All indications are that the US is preparing to fish in the troubled waters of the Taliban's tensions with Islamabad, according to M.K. Bhadrakumar, a former Indian diplomat.
A recent discussion at the Washington-based think tank US Institute of Peace (which is an American federal institution established by the US Congress) anticipated the likelihood that the recent border incidents on the Durand Line can potentially lead to a rupture in the relations between Kabul and Islamabad, Bhadrakumar said.
Taking part in the discussion, Ambassador Richard Olson (former US envoy to Islamabad) said that there is an inevitability about the Taliban's "break" with Islamabad over the question of Durand Line "despite the Taliban's historic reliance on Pakistan for support", as the Taliban has a position consistent with the stance of all previous Afghan governments since 1947 asserting the right to free movement of Pashtuns across the colonial era frontier and not recognising the line as an international boundary.
Olson went on to say: "The issue may be further complicated by the fact that apart from the issue of recognition Pakistan demarcates the Durand Line differently from Afghanistan, and thus portions of the Pakistani fence may lie within what Afghanistan (and most of the international community, including the United States) would consider Afghan territory."

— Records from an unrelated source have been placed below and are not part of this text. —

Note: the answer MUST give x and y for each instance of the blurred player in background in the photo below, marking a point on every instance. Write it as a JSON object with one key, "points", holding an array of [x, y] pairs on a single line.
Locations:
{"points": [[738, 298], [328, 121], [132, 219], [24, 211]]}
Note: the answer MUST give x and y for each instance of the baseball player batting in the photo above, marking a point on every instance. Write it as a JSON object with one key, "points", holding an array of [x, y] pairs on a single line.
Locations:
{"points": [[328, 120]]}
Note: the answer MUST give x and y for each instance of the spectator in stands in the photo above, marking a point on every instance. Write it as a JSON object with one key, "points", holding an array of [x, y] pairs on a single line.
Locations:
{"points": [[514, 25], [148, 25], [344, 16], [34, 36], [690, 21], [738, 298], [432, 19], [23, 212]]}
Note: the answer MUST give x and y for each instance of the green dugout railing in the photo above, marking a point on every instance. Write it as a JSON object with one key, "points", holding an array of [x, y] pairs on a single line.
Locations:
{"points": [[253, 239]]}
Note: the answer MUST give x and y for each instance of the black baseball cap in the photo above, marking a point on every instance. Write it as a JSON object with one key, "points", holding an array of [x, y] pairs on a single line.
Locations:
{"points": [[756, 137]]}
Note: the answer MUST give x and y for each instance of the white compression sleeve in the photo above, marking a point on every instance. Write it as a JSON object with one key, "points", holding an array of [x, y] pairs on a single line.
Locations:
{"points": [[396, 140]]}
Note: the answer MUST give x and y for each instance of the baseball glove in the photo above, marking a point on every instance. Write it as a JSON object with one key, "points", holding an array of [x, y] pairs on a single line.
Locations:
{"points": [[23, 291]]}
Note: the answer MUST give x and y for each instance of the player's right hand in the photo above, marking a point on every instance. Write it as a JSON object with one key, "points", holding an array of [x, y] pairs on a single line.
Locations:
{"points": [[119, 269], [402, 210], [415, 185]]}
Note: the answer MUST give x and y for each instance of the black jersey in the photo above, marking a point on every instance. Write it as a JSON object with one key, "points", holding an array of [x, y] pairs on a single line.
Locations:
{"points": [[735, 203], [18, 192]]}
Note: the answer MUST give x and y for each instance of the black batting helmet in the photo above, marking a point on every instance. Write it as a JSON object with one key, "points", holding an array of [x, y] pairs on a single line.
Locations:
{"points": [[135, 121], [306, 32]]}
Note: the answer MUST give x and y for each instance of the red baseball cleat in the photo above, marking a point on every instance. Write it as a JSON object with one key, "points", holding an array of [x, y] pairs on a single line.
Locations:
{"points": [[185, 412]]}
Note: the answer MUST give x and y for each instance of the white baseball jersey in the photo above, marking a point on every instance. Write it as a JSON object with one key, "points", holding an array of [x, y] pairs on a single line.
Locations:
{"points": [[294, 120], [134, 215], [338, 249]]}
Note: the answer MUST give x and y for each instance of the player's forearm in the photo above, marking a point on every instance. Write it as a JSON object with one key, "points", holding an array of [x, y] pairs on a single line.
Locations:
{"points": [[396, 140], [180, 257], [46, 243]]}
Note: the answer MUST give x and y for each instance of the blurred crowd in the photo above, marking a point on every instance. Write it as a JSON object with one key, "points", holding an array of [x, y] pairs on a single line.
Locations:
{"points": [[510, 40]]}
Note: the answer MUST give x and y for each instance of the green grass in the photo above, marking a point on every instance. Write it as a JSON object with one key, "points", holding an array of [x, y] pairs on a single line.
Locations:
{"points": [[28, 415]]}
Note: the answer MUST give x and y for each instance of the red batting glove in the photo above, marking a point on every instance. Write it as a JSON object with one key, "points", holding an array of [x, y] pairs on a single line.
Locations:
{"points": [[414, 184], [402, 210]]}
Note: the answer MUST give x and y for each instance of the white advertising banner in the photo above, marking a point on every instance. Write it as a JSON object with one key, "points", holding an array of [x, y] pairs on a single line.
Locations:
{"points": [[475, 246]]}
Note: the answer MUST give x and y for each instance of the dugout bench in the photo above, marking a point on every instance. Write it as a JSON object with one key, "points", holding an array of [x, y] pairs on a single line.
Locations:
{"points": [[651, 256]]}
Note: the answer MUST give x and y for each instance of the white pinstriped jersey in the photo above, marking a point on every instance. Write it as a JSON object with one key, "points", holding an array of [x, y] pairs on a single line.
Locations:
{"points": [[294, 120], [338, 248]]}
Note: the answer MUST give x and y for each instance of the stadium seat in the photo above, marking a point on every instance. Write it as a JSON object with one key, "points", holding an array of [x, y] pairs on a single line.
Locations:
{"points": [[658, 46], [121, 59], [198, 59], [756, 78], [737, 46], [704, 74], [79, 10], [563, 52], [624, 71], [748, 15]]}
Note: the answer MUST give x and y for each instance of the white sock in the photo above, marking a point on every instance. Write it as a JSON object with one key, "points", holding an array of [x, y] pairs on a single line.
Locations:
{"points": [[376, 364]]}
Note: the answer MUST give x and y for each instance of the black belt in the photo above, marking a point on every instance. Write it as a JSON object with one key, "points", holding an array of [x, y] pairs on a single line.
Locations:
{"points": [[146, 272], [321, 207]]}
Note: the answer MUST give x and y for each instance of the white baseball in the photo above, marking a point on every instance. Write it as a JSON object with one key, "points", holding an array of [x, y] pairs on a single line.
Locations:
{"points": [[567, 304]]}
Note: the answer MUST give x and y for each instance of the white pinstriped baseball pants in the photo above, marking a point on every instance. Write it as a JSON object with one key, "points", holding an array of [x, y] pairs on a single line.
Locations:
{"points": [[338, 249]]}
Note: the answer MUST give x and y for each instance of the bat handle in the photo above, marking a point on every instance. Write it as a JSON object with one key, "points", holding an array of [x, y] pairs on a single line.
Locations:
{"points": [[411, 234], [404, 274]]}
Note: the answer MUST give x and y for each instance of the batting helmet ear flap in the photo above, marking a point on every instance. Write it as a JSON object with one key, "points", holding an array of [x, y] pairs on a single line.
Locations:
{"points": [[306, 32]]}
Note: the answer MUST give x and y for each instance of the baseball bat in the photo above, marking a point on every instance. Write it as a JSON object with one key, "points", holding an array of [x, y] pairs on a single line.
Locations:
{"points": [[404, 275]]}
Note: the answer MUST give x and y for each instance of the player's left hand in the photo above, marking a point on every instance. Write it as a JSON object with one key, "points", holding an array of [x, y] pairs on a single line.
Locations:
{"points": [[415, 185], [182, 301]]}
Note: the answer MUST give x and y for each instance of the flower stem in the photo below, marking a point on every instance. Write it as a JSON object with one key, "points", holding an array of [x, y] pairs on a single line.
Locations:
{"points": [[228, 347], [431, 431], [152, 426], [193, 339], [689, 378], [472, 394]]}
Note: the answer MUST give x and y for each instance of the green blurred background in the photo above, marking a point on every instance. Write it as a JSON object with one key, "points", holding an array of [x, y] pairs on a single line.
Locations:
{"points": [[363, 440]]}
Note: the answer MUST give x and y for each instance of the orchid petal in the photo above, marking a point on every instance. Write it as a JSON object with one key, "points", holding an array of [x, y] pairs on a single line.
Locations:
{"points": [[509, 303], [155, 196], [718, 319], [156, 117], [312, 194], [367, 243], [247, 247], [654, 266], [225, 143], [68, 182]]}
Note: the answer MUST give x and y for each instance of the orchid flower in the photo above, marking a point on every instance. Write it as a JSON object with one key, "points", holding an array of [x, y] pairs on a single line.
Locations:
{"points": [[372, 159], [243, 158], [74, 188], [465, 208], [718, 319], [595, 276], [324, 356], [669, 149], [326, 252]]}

Please note the subtle hint here that Washington is sympathetic toward the Taliban position. Olson adds:
"But for Islamabad, the question of unrest in its own Pashtun territories looms much larger now than it did three decades ago... Kabul's allowing of a de facto safe haven for the Pakistani Taliban is already a large irritant in the bilateral relationship. If Islamabad perceives that the Afghan Taliban has moved beyond asserting a traditional position on the Durand Line to actually supporting a revanchist movement to reclaim lost Pashtun lands, the relationship may well break. Already Islamabad is ascribing the TTP's renewed strength to Indian machinations, so the regional implications of this conflict are potentially large."
To be sure, these are explosive remarks by a former American ambassador to Pakistan.
Dr. Asfandyar Mir
Dr. Asfandyar Mir, a senior expert in the Asia Center at USIP, participating in the discussion, said:
Pakistan's fencing of the Afghanistan-Pakistan border has been a central project of Pakistani Army Chief Gen. Qamar Bajwa's security policy for the country's western frontier.
The Taliban's repudiation of Pakistan's position on the border and actual physical effort to dismantle the fence at multiple points is more than an invocation of a historical claim.
It is a tangible challenge to a pillar of Pakistan's recent security policy more serious than the rhetorical challenges of the former Afghan government under presidents Ashraf Ghani and Hamid Karzai.
But if the Taliban ramp up their challenge against the border, Pakistan might seek to influence the Taliban's internal politics more aggressively.
Andrew Watkins
Andrew Watkins, another senior expert on Afghanistan for the U.S. Institute of Peace, also participating in the discussion, said: The actions of Taliban forces along the border with Pakistan should be assessed in tandem with other recent Taliban skirmishes along the borders with Turkmenistan and Iran (and a handful of tense situations with Tajikistan as well).
Though both Taliban and neighboring country officials have downplayed these incidents and they are not similarly rooted in a border controversy as live or hot as that of the Durand Line, the Taliban seems to have experienced a rough learning curve when it comes to border security.